The Art of Being “Like”, Part 2

29 03 2008

There’s this point in life that we all come to where status quo just isn’t enough.  It’s the day that you wake up and realize that you aren’t satisfied just fitting in and you start to question the life you are living.  It’s not about trying to find out if you are wrong as much as it is trying to find out why you follow what others do or expect you to do.  We all go through it to some extent.  For some of us it happens early in life when we purposely start to act differently than others, usually because it’s fun.  For others it hits in the teen years as we are questioning “Why should I follow the establishment” and the anarchist comes out in us.  For some of us, though, it happens after we’ve lived our lives pretty much following the crowd.  We go to work dressed like our peers, do our work, and go home.  We all listen to the same radio stations.  We watch the same tv shows so that we have something to talk about.  We drive certain cars because those are what successful people drive.  We share restaraunts, clothing stores, movies, coffee shops, sports teams, entertainment venues, hobbies, places to live, children’s names, and a thousand other aspects of our lives with the ideals that society gives us that have been catagorized as “acceptable”.  We even see it in the midst of our presidential elections that become popularity contests instead of actual concern for who would be our greatest leader.  Why, then, would we not follow the same pattern with our spirituality?

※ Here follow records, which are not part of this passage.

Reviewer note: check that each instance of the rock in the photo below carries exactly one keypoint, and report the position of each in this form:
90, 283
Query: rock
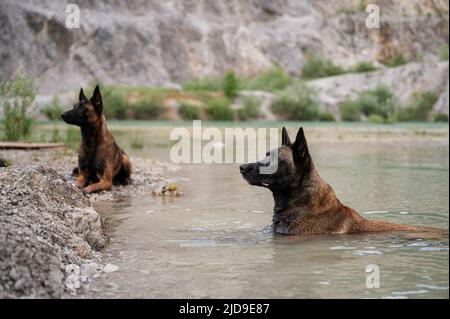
154, 43
47, 229
88, 271
110, 268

Now, if you’re the type of person who beats their own drum and then marches wherever their heart leads then this really doesn’t relate to you.  You probably find this writing quite confusing.  For the other 99% of the population. though, we’ve just hit a nerve.  For thousands of years there has been acceptable and unacceptable.  If you looked like the majority of society then you were accepted.  If you didn’t then you were ridiculed or someone tried to change your look to fit in.  (Wouldn’t want the to feel like an outcast, now would we?)  We praise individuality when it creates a new trend, but the oddball in the group is not seen as being “individualistic”.  They are simply weird.  In most areas of our lives the crowd rules.

 We’ve done the same thing with our churches and most religions.  There’s a look, a feel, an acceptable way of doing things.  It gives us comfort.  We try not to paint outside the lines too much because then we have to answer questions about why we want to change something that already works.  We start to use terms like “truth”, “absolute truth”, “inherent”, and “the way God intended it” so that we have a rock to stand on whenever someone comes along that thinks differently than we do.  You can’t argue with truth, now can you?  Our organizations take on a certain look where people start to dress and talk in ways that make them easily identifiable.  Our places of worship are creations cut from the same stone.  They might not look exactly the same, but they all take on the same format and basic design.  We’ve even created new designs to get away from that but have now developed a new standard of duplication.

Some of us find eventually that following this pied piper type of living doesn’t work for us.  It’s a rather liberating, but scary prospect.  The thought of walking away from the things you’ve held dear and forging into the unknown can strike fear in even the strongest of hearts.  It means leaving alot of the relationships that you knew before.  Well, that is, it means leaving the ones that just don’t (or don’t want to) understand.  It also means changing your way of thinking.  “Perhaps the things we did before weren’t as important as I thought they were.” But it also means opening yourself up to a whole new world of relationships and experiences that you would never have had before.